Uber France is trying to slip out of the regulatory net by arguing it is an information society service, which would mean it fell under rules set out in an EU directive on technical standards and regulations.

This directive (PDF) stated that member states have to tell the European Commission about any draft rules or legislation that set out technical regulations of information services or products - the idea being to allow Brussels to ensure national laws comply with digital single market rules.

The French authorities didn’t do this for the criminal legislation they are trying to use to charge Uber, and so, as the ECJ noted in its judgement “Uber France infers from this that it cannot therefore be prosecuted on the charges”.

However, the ECJ was not persuaded. It reminded Uber it had last year ruled that the UberPop service offered in Spain was a transport service - not a digital one.
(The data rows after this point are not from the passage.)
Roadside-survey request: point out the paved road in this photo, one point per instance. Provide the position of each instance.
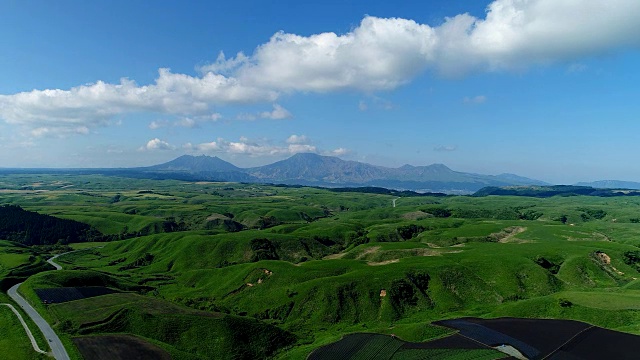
(58, 267)
(26, 328)
(57, 349)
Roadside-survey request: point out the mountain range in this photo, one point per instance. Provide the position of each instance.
(327, 171)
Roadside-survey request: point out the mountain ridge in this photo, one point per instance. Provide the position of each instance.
(329, 171)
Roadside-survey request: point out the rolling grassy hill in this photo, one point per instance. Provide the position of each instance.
(308, 265)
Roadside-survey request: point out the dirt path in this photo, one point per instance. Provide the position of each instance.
(512, 232)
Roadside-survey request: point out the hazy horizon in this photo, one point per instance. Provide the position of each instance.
(542, 89)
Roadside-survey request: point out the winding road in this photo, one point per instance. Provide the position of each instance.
(57, 349)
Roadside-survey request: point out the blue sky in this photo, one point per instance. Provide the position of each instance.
(541, 88)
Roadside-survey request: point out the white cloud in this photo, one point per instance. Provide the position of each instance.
(251, 148)
(297, 139)
(445, 148)
(186, 122)
(157, 124)
(156, 144)
(378, 54)
(93, 105)
(577, 68)
(479, 99)
(382, 54)
(340, 152)
(278, 113)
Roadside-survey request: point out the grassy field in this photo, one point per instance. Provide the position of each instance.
(317, 264)
(14, 340)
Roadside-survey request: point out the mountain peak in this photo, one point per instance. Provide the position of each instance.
(202, 163)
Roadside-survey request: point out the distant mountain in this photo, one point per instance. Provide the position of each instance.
(196, 164)
(314, 169)
(611, 184)
(520, 180)
(553, 190)
(202, 167)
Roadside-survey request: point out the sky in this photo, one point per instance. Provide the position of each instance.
(547, 89)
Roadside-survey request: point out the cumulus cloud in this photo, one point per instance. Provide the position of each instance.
(158, 124)
(378, 54)
(297, 139)
(445, 148)
(382, 54)
(339, 152)
(245, 146)
(277, 113)
(156, 144)
(479, 99)
(93, 105)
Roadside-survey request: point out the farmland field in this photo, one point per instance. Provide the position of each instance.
(232, 270)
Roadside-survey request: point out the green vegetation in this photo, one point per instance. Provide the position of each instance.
(302, 267)
(14, 339)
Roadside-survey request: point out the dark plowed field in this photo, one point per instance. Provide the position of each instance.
(118, 347)
(599, 343)
(450, 342)
(550, 339)
(535, 338)
(60, 295)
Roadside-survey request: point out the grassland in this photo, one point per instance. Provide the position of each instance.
(313, 265)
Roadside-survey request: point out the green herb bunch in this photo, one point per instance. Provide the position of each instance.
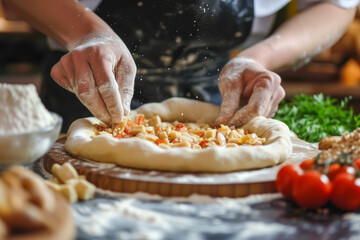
(315, 117)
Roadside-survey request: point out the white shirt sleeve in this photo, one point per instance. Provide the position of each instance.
(341, 3)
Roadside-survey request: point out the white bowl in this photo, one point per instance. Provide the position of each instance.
(25, 148)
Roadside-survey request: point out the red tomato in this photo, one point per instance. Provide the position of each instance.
(311, 190)
(347, 169)
(346, 192)
(334, 170)
(307, 164)
(285, 179)
(139, 120)
(356, 163)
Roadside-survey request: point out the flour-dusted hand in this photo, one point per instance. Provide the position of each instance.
(100, 71)
(244, 82)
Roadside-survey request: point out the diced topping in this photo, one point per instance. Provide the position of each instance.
(192, 135)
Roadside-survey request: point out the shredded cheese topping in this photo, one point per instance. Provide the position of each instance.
(176, 134)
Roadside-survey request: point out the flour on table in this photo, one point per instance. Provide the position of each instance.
(21, 109)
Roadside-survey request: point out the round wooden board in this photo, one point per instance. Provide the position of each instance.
(120, 179)
(65, 227)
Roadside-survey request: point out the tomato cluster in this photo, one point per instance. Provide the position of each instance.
(311, 185)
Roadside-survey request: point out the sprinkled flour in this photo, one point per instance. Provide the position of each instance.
(21, 109)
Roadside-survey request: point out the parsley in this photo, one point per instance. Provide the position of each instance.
(315, 117)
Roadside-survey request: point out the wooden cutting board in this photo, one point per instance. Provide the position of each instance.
(121, 179)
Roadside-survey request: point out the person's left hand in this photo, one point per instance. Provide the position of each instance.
(244, 82)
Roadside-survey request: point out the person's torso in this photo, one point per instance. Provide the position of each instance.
(187, 39)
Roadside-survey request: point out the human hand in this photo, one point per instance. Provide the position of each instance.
(100, 71)
(244, 81)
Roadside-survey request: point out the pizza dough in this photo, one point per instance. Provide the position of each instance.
(83, 142)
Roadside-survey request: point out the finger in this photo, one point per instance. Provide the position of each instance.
(88, 93)
(58, 75)
(275, 101)
(125, 76)
(231, 95)
(257, 104)
(108, 88)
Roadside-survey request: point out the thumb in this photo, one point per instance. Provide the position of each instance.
(229, 106)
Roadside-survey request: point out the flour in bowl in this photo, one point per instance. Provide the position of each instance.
(21, 109)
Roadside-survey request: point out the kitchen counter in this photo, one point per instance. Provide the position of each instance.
(268, 216)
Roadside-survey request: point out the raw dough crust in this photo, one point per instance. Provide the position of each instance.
(138, 153)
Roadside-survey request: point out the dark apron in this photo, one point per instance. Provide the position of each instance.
(179, 48)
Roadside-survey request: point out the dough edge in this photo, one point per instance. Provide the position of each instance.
(142, 154)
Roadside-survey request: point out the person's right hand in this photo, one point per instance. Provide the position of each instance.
(101, 72)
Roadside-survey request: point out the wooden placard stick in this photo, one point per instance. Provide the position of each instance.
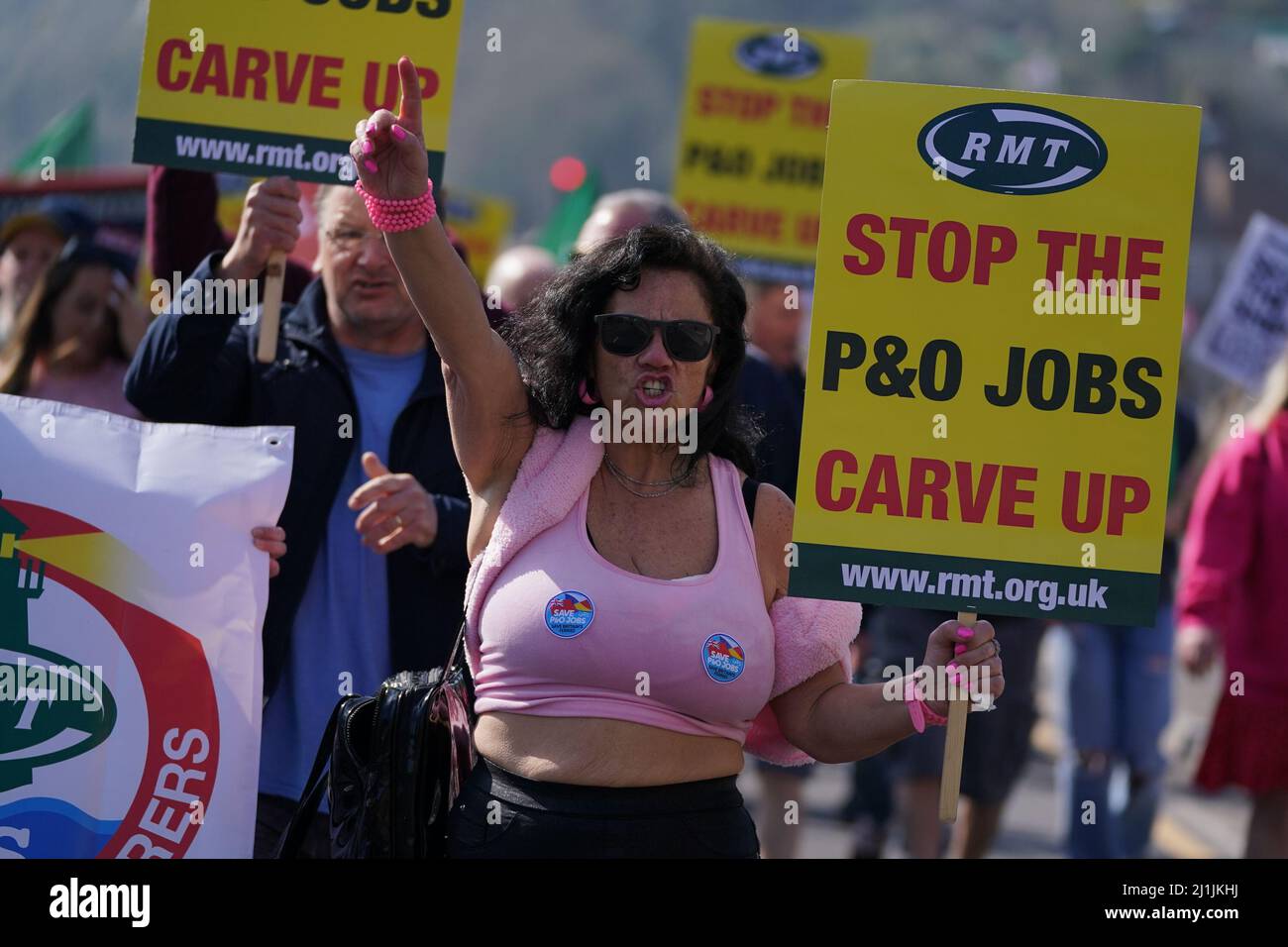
(269, 315)
(954, 741)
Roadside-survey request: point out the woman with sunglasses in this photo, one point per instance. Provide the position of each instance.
(629, 630)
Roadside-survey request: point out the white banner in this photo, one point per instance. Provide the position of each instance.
(1245, 328)
(132, 603)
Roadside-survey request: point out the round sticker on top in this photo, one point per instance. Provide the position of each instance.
(722, 659)
(570, 613)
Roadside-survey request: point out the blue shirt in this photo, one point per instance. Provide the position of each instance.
(340, 634)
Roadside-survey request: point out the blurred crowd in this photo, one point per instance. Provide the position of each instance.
(72, 321)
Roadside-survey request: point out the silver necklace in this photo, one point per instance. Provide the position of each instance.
(626, 479)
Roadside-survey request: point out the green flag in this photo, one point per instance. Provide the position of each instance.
(68, 140)
(563, 226)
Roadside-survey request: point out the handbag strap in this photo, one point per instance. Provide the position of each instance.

The two countries’ services, in the court's view, are “essentially identical”.

“As the UberPop service does not therefore come within the scope of the directive, the Court accordingly concludes that the obligation to notify the Commission in advance, provided for in that directive, cannot apply,” the ECJ said.

“It follows that the French authorities were not required to notify the Commission in advance of the draft criminal legislation in question.”

The ruling allows for all member states “to prohibit and punish the illegal exercise of a transport activity such as UberPop without having to notify the Commission in advance of the draft legislation laying down criminal penalties for the exercise of such an activity”.

The Register has asked Uber for comment. ®

Updated to add

An Uber spokeswoman has been in touch to say:

This case is about whether a French law from 2014 should have been pre-notified to the European Commission and related to peer-to-peer services which we stopped in 2015. As our new CEO has said, it is appropriate to regulate services such as Uber and so we will continue the dialogue with cities across Europe.